Nevertheless, the analysis has provided insights which follow-up research can now further evaluate. For instance, further research could further investigate whether and how speakers transfer pragmatic strategies from spoken interaction into bot interactions. Secondly, further research can ask how users’ repair strategies relate to their expectations for rapport and their ideologies of language use. Retrospective interviews asking in detail about users’ decision-making processes when interacting with chatbots have the potential to be able to tap into these questions.
In addition, it is of course also necessary to widen our gaze beyond repair. Informal observations during my analysis suggest that user success in transactional bot interactions also depends on other factors. Many of the repairables for instances were longer, discursive sentences. Are alternative formulations less likely to require repair in the first place? What do users make request (e.g., their use of politeness strategies), and how is further progress (e.g., in a booking process) contingent on its form?
In this research, this paper investigated repair strategies in a chatbot whose main purpose was ‘transactional’, and which fulfilled tasks such as booking and rescheduling.
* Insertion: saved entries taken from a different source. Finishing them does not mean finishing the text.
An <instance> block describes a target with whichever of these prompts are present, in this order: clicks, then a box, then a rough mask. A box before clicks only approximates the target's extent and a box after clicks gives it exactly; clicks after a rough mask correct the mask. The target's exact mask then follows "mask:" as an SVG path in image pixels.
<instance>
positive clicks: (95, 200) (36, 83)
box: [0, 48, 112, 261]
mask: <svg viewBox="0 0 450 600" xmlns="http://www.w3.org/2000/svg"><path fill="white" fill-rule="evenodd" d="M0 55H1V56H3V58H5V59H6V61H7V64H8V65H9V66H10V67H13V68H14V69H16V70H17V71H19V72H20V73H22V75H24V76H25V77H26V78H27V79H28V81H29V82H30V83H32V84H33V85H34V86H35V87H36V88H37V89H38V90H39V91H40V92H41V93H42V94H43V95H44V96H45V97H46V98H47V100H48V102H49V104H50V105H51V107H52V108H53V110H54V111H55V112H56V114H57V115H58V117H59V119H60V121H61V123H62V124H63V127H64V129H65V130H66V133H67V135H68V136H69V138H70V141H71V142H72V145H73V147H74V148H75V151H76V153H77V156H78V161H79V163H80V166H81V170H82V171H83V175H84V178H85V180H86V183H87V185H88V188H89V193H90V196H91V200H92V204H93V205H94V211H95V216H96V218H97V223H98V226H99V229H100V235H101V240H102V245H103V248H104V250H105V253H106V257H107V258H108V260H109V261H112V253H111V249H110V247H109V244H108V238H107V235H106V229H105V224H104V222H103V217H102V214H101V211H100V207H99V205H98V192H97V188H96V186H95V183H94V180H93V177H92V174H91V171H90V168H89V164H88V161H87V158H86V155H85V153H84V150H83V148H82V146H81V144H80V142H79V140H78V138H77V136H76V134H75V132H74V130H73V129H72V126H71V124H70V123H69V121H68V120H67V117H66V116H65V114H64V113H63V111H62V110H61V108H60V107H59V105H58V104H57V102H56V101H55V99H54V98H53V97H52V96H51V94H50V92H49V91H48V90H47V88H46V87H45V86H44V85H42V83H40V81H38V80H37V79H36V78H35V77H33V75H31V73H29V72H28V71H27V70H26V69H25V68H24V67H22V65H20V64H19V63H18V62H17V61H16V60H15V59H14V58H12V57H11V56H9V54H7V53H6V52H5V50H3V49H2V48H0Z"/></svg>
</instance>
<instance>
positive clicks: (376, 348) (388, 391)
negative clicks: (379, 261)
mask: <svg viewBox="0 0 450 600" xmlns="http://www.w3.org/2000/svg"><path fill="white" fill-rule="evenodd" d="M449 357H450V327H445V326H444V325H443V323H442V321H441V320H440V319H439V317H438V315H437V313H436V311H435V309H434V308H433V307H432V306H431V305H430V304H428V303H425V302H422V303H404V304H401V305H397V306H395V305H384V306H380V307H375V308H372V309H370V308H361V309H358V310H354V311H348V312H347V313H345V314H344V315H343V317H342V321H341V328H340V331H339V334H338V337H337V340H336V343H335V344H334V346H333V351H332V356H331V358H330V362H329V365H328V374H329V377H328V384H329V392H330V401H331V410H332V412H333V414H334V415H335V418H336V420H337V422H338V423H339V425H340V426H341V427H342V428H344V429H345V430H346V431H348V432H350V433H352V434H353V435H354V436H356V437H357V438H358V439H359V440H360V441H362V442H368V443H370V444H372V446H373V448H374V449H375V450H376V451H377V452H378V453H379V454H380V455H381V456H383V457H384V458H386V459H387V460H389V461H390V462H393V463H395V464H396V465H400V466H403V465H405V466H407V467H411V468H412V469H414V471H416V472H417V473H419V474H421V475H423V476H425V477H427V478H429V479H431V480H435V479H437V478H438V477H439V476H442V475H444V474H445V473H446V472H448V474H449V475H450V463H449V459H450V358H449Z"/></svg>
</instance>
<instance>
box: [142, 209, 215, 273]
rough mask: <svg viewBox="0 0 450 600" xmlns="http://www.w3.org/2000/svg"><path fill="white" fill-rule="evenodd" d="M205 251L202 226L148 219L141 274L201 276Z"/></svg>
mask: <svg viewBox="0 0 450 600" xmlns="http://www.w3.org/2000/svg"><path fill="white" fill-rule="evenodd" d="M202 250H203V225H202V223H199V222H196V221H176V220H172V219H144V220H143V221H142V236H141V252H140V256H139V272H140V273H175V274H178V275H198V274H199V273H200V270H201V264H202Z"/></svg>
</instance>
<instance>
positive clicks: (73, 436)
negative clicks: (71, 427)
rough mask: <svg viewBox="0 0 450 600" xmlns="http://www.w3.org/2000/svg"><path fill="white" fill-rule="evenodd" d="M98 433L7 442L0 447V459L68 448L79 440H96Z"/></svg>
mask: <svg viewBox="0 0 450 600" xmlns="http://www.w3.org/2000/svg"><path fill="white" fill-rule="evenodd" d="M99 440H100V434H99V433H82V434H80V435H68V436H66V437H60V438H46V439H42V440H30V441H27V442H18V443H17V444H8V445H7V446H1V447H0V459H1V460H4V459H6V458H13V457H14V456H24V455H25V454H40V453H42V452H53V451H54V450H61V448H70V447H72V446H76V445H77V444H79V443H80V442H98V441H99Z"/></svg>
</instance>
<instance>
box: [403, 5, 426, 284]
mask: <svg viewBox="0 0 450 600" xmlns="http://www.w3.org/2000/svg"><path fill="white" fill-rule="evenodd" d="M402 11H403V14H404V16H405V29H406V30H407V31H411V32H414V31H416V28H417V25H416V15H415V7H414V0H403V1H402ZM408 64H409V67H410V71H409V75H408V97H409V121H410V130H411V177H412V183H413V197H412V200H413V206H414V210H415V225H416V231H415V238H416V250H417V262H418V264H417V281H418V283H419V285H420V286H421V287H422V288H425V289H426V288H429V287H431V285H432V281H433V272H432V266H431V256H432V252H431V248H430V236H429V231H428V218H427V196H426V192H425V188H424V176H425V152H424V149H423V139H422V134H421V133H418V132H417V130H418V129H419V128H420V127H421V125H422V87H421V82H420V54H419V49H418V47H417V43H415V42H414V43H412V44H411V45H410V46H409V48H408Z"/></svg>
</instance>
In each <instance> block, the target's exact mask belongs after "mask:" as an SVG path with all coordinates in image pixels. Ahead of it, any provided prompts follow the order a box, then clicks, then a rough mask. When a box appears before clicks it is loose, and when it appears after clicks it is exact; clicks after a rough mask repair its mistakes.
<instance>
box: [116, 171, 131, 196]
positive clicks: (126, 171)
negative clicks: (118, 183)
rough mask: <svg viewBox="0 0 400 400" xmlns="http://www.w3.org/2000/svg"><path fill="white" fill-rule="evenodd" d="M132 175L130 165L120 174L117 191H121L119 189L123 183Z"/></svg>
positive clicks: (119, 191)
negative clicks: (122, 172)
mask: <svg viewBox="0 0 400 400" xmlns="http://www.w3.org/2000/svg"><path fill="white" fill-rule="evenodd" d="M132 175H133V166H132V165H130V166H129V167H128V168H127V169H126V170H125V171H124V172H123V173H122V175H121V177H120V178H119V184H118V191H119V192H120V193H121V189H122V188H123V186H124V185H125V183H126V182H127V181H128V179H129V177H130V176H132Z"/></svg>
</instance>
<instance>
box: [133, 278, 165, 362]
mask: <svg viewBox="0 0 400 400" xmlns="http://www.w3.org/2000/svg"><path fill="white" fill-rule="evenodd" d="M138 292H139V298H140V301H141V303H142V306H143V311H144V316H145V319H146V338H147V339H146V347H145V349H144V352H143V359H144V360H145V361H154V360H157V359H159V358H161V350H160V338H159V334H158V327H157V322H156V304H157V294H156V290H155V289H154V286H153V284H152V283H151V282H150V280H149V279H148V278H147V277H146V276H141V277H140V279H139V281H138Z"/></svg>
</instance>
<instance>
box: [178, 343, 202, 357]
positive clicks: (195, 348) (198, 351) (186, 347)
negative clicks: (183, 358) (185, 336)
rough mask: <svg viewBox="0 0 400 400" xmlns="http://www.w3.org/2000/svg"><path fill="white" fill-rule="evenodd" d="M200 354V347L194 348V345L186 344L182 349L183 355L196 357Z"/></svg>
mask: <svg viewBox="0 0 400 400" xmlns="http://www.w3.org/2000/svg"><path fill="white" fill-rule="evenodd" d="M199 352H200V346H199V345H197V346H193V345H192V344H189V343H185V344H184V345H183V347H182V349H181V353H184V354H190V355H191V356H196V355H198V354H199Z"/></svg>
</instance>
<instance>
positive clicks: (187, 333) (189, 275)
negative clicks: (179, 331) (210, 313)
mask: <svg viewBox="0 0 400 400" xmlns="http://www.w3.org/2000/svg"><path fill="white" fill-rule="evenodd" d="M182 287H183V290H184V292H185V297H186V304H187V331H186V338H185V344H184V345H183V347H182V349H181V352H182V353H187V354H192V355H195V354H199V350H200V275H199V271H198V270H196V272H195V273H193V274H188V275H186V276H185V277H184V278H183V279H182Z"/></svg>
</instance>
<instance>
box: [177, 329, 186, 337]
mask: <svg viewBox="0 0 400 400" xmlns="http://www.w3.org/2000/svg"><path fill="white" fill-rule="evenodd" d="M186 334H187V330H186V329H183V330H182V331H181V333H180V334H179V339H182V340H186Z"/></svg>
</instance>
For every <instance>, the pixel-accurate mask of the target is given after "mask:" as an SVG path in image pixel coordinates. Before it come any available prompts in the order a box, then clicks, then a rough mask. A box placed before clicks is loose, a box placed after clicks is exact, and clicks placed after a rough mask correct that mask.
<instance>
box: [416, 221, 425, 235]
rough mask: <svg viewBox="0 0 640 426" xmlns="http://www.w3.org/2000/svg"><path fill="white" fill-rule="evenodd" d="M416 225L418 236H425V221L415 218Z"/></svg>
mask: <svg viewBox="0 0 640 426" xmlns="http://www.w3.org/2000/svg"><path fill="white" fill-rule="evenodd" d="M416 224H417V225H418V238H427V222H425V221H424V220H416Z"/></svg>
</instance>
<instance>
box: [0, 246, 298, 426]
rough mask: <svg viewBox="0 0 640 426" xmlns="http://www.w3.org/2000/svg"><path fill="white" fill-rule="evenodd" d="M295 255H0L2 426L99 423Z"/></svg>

Further research needs to investigate the users’ repair strategies in interactions with bots with a more social orientation, e.g., bots which provide mental health support or companionship.
Conclusion
Through the example of conversational repair, this paper has shown that some users are able to navigate the communication challenges posed in this environment very well, while some struggle working towards the transactional goals that the bot is meant to help them achieve. Talking with a chatbot requires a distinct skills-set, and these skills are likely to be even more complex in chatbots which use voice interaction. Further studies on the pragmatics of social interaction with chatbots will help build the “bigger picture” of what these skills are and need to be followed up with studies investigating how these skills can best be taught. Developing users’ knowledge about the workings of AI will ensure that all AI users have equitable access to the everyday services bots support.